Other units that could be on the hit list because they fit the profile include Exelon Corp's Oyster Creek in New Jersey, Xcel Energy Inc's Monticello in Minnesota, and Entergy Corp's Palisades in Michigan, Vermont Yankee in Vermont and Pilgrim in Massachusetts." More.
51% of the renewable energy on the German grid is put there by individuals (like us) and farmers. Individuals and private investors are contributing the equivalent generation capacity in renewables of20 nuclear power plants. None of it is state owned. More than one million Germans are involved as energy producers or investors in renewable energy production. According to Germany's environment ministry, "New ownership models such as citizens’ wind parks and energy cooperatives show that the Energiewende cannot only bring about environmental protection and economic growth, but also decentralized production structures in the hands of local initiatives.
Japanese Prime Minister Yoshihiko Noda has finally done what tens of thousands of Japanese people have been urging - agreed to phase out nuclear power in that country entirely. After demonstrators surrounded his residence every Friday and tens to hundreds of thousands of Japanese took to the streets in unprecedented protests, the Japanese government has agreed to have all nuclear power plants shut down by the 2030s. Noda admitted that the majority of the Japanese public favored a transition to zero use of nuclear power. The government had also been considering 15% and 25% usage. But the continuing aftermath of the Fukushima Daiichi triple reactor meltdowns, and the perilous state of unit 4 at the site along with on-going radioactive releases made a continued pro-nuclear policy untenable. More.

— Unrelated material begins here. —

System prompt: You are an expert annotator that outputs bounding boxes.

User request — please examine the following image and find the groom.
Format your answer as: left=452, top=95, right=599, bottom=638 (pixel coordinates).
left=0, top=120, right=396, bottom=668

The oldest operating French nuclear power plant, at Fessenheim near the German border, suffered a chemical explosion on September 5 that sent 8 workers to the hospital, two of them with steam burns. This was just the latest set-back for the French nuclear sector which is struggling to maintain a presence overseas but saw its Evolutionary Power Reactor (EPR) all but canceled at the Calvert Cliffs, MD site on August 30. Fessenheim sits on the banks of a river and on an active fault line and has been the object of consistent and large opposition to its continued operation (Colmar rally in 2009 pictured). At first alarm, it was believed a fire had broken out as 50 firefighters were dispatched to the site, operated by EDF. Later, it was described as a chemical explosion that released "non-radioactive" steam. The newly-elected French president, François Hollande, said he would shut the Fessenheim plant during his five-year term which most observers believe means at the end of it, in 2017. Furthermore, his energy minister, Dauphine Batho, has been quoted recently describing nuclear energy as "necessary" and the "energy of the future" causing a flurry of critical and often derisory articles and commentaries in the French media.